A remote camera images of a fox on the Yanakie isthmus.

They found about 45 percent of cameras had cats walk past them, which works out to about 0.7 cats per square kilometre, says Parks Victoria invasive species planning officer Emily Green. Happily, they also picked up elusive species like long-nosed bandicoots and potoroos.

An aerial baiting program will soon be established: “We hope to see a change in the abundance and distribution of cats and hopefully an upward trend in some native, critically endangered species,” says Green.

Changing times

Jim Whelan, 71, remembers halcyon summer days at the prom spent camping atop the dunes behind Norman beach, and cooking potatoes in campfires along the edge of Tidal River. “Playing in the river and the bay – the prom was so free for kids, you could go anywhere,” he says.

At age five, Whelan told his mum he wanted to be a ranger at Wilsons Prom when he grew up, and an extraordinary 52-year career followed, from humbling beginnings in 1971 as an 18-year-old track maker to the top job as head ranger for 14 years.

Whelan, who lives just a few kilometres from the park entrance, is now officially on long-service leave and then retirement, but he will continue to be involved in the prom sanctuary as a volunteer with Friends of the Prom.

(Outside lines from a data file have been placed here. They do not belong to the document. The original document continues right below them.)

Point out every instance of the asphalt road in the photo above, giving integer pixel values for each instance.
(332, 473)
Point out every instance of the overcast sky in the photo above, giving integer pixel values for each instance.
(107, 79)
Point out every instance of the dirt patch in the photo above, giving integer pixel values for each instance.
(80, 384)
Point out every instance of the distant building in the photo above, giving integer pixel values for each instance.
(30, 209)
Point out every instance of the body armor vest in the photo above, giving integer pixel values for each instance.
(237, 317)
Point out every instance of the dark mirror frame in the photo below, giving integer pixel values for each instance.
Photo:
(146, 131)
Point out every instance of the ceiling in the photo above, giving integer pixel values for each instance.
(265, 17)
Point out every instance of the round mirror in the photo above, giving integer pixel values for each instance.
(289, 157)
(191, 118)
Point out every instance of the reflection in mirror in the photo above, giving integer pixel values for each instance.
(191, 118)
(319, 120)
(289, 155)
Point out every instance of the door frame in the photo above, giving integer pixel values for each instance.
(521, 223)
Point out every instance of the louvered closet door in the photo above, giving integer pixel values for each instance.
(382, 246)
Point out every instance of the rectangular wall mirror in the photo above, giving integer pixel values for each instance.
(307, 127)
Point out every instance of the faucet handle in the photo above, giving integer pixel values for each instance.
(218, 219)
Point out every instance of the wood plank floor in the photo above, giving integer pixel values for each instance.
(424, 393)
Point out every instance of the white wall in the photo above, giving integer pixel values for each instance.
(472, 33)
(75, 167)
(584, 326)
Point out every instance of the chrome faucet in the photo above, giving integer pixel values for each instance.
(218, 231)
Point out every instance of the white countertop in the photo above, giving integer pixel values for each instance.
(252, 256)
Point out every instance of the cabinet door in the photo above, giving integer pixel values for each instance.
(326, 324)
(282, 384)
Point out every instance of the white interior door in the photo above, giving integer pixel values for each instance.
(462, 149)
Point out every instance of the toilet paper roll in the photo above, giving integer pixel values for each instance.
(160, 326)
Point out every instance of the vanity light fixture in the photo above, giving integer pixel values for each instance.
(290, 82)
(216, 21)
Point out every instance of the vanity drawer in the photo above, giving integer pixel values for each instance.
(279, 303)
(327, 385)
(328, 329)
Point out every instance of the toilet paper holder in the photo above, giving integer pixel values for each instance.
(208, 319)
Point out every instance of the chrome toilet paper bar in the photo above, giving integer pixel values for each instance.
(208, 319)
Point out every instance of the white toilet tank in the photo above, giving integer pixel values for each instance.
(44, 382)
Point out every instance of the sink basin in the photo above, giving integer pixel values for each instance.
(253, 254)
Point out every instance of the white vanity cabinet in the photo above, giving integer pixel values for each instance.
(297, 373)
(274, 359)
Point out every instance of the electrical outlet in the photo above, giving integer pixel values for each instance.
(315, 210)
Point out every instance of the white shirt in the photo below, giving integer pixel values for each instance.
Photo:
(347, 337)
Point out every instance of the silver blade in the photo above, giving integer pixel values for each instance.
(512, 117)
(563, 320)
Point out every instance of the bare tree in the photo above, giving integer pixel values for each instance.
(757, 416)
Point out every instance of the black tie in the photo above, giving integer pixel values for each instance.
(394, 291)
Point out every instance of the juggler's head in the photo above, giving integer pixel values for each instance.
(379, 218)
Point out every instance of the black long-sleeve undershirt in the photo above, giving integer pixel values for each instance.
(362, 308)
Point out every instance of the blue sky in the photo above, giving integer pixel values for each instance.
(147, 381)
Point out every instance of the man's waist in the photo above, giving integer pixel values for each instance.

Jim Whelan has worked at Wilsons Prom for more than 50 years. Credit: Eddie Jim

As we drive south along the isthmus, he points out the wall of thick scrub that hems in the road where it used to be open, grassy woodlands, dotted with banksia and casuarina trees.

Over the decades, the introduction of cattle, rabbits, an exploding population of kangaroos (and the absence of predators like dingoes), means grazers have eaten the grasslands to the ground and only the unpalatable tea tree has flourished.

Whelan and his team have trialled different ways of using fire to safely burn the highly flammable tea tree and encourage the return of native grasses and herbs. Tourists are curious about these ecological burns, with rangers setting up an education program for a burn on heath land near Tidal River.

“We were taking tours out to the fire in the park bus. They loved it. Absolutely loved it.”

Before European colonisation, big fires burned the prom every 200 or 300 years, Whelan says. But in the first half of last century, they averaged a large fire about every eight years, with 80 per cent of those caused by humans.

“After a large bushfire in 1951 burnt 70 per cent of the park, everybody got scared and said no more fires. So, fires were stopped … but eventually Mother Nature said ‘well, time’s up’,” he says.

Invasive species planning officer Emily Green checks on a remote camera in the bush.Credit: Eddie Jim

In 2005, the bottom half of the park burned, and in 2009 a fair chunk of the top was consumed by flames. The solution, rangers say, is the regular application of ecological and planned burns.

Unsurprisingly, Whelan believes most Australians will agree the biological diversity and natural beauty of the prom make it ideal for a climate refuge, pointing out that big protests in the 1970s about the flooding of Lake Pedder and damming the Franklin River galvanised people near and far.

A remote camera image captures a feral cat at night. Credit: Parks Victoria

“The vast majority of those people had never been to those places, but they had been to places like the prom and it gave them a connection to nature,” he says.

“It would be very easy to get depressed about climate change, but we have to do the best we can to cater for these plants and animals. Organisms that will be affected by a heating climate have more chance of surviving at a spot like the prom.”